6. SP Marcus Stroman
Toronto doesn't have a ton of talent in their starting pitching rotation or at AAA. Last year, Stroman pitched very well at AA. He has a mid 90's fastball with a solid changeup (plus a slider and cutter). He pitched in the bullpen in 2012 to limit his innings. Last year, he was suspended for 50 games for a banned substance. Stroman does lack size, so his future may be in the bullpen (maybe as a closer). He handled himself well as starter in 2013 with plus command (2.2) and a high K rate (10.4). He'll start the year at AAA and I expect him to be in the majors by mid summer.
7. SP Sean Nolin
Nolin only has 17.7 innings on his AAA resume, but he pitched well enough to make it to the majors for 1 start in 2013. Unfortunately, he was drilled by the Astros over 1.1 innings (8 base runners and 6 runs). His command (2.7) did improve over the last 2 seasons, but he struggled with walks at AAA (5.1) which led to a low K rate (6.6). Overall, his K rate (9.6) has been solid during his minor league career. His AFB was 89.2 in his one appearance in the majors. Sean's 2nd best pitch is his changeup. Nolin isn't a high upside player, but he is 19-4 in his last 2 seasons in the minors. His big body has some similarities to Mark Buehrle. He'll start the year at AAA.
8. CL Casey Janssen
Janssen has done a very good job as the Blue Jays closer over the last 2 seasons. He has converted 56 of 61 save chances. His command (2.2 and K rate (8.5) declined from his 2012 season and has a 2.46 ERA over the last 3 seasons with a 0.977 WHIP. Casey was dominant against RH batters (.135). His AFB (90.1) has declined in back to back seasons. He throws a cutter as his #2 pitch, followed by a curve ball. Last year, Janssen never pitched more than 1 inning in any game. This will limit his upside in K's and possibly wins.

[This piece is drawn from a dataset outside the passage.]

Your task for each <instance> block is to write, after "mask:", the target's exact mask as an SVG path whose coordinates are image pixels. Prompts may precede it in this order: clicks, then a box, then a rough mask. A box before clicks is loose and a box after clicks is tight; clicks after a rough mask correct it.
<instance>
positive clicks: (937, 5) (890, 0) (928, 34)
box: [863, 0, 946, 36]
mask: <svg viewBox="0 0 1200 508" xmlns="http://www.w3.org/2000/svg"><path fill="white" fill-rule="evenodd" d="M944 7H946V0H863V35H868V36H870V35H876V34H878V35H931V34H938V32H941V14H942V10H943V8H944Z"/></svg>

It's his job to lose, but I'd like to see him pitching more innings and save over 40 games. He seems to be a safe backend option.
9. RP Sergio Santos
Santos developed a triceps injury in mid April, which later led to surgery in mid May to remove bone spurs from his right elbow. He missed 3 and 1/2 months of the season. When he returned, Sergio pitched at a high level (1.68 ERA) over the last 2 months of the year. He had excellent command (1 walk) with plus K's (13) in 10 innings in September and was tough to hit (2 hits). His AFB (94.6) was a slight step back from his previous seasons. Santos threw a slider a career high 42.7% of the time. Overall, he had the best command (1.4) of his career with a solid K rate (9.8). If he is healthy, he has the skill set to close. It might make sense to back up Janssen with Santos early in the year.
10. RP Steve Delabar
Delabar battled a shoulder issue over the first half of the season that led to a DL stint in early August. He had a couple of stretches last year where he was electric (24 K's in 10 innings from June 7th to July 1st and 11 K's in 4.2 innings in late July. Steve has an elite fastball (94.7). He throws a changeup as his #2 pitch, followed by a slider. Delabar has poor command (4.4) and needs to make a step forward if he is ever going to be considered to close. His K rate (12.6) has been electric during his major league career. He is a slightly better pitcher against LH batters (.216). Last year, Steve had a 7.20 ERA after the All Star break. He has an arm to watch.